Legale Einreise-Möglichkeiten
Skeptisch zeigte sich Asselborn bezüglich der Idee, die Schlepperboote zu zerstören. «Dazu wäre ein UN-Mandat notwendig». Wichtiger sei es, Informationen über diese „kriminellen Banden“ zu bekommen und ihre Geldquellen zu kappen. Klar sei aber, dass ohne eine Stabilisierung Libyens die Flüchtlingswelle nicht zu stoppen sei.
«Kooperation und regionale Partnerschaft ist das stärkste Instrument, das wir haben», so Asselborn. Visiert sind da in erster Linie die Türkei, Jordanien, Ägypten und der Libanon. Die EU brauche Immigration. Und sie arbeite daran, einen regulären Weg für die Einwanderung dieser Menschen zu schaffen. Überarbeitung der «Carte bleue» und ein «Visa humanitaire» seien einige der Pisten, die nicht uninteressant seien.
Gebraucht werde auch eine Reform des Dublin-Abkommens (das bestimmt, dass Asyl nur in dem Land beantragt werden kann, in dem jemand zuerst EU-Boden betritt). Man brauche Mechanismen, um die Asylsuchenden auf die EU zu verteilen, kein Land dürfe allein gelassen werden. Und auch Luxemburg werde wohl mehr machen müssen. «Herz zeigen», so Asselborn, der ankündigte, die Flüchtlingspolitik werde einer der Schwerpunkte der luxemburgischen Ratspräsidentschaft im zweiten Halbjahr 2015.
Eine Agenda, die wir «zu 300 Prozent mittragen», meinte Marc Spautz (CSV), der bedauerte, dass «einige Nationalstaaten den Fuß noch immer auf der Bremse haben». Menschenrettung sei oberste Priorität, so Spautz, für den aber auch klar ist, dass «Europa seine Grenzen nicht einfach über Nacht öffnen kann». Man müsse «auch über die Rückführung von denen reden, deren Asyl nicht anerkannt wird.
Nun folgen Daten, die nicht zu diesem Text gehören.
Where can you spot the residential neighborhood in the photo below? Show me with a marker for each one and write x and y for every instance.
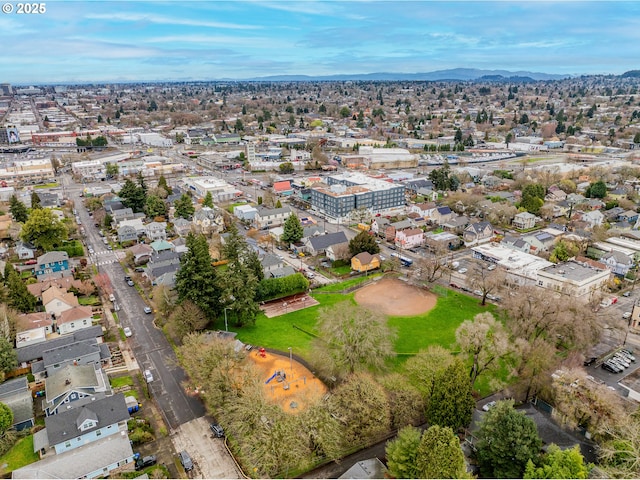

Das gilt vor allem für Menschen aus Ländern, die auf dem Sprung in die EU sind.» Ja zu einer fairen Aufteilung der Flüchtlinge auf die EU-Staaten, wobei auch Luxemburg mehr tun müsse, so Spautz. Er hoffe, dass die Regierung dabei die Gemeinden nicht im Regen stehen lasse.
Zustimmung zur Position des Außenministers gab es auch von Marc Angel (LSAP), Gusty Graas (DP), Claude Adam («déi gréng») und David Wagner («déi Lénk»), für den die aktuelle Flüchtlingswelle der «Ausdruck des Konflikts zwischen dem reichen Norden und dem armen Süden» ist.
Ein wenig Immigrationsgeschichte
Und dann entführt er die Abgeordnetenkollegen zu einem Weg durch die rezente Weltgeschichte. «Haben nicht europäische Flüchtlinge den amerikanischen Kontinent erobert?», fragt er ins Plenum. Ist nicht Australien ein Staat, der eigentlich aus Flüchtlingen besteht?“, schiebt er nach. Und verkracht sich mit Fernand Kartheiser (ADR), der das australische Konzept, Flüchtlinge konsequent in «humanitär gesicherte Zonen», de facto auf einsame Inseln, zu verbannen, als «diskutierbares Thema» sieht.
Es sei ein Irrweg, Flüchtlinge mit egal welchen Mitteln stoppen zu wollen, so Wagner «Das sind Menschen, die wissen, dass sie sterben können. Die haben nichts mehr zu verlieren.» Auch die Bekämpfung der Schlepper sei «eine falsche Lösung».
Europa habe allein schon deshalb eine besondere Verantwortung gegenüber diesen Menschen, weil die Militäraktion, zusammen mit den USA, in Libyen aus einer sicherlich nicht demokratisch perfekten eine katastrophale Situation gemacht habe. Eine Analyse, in der ihm Kartheiser zustimmt, die aber wiederum vom Außenminister ganz und gar nicht geteilt wird. Gaddafi habe zuletzt «Völkermord» in seinem eigenen Land betrieben, da habe man eingreifen müssen, geht Asselborn dazwischen.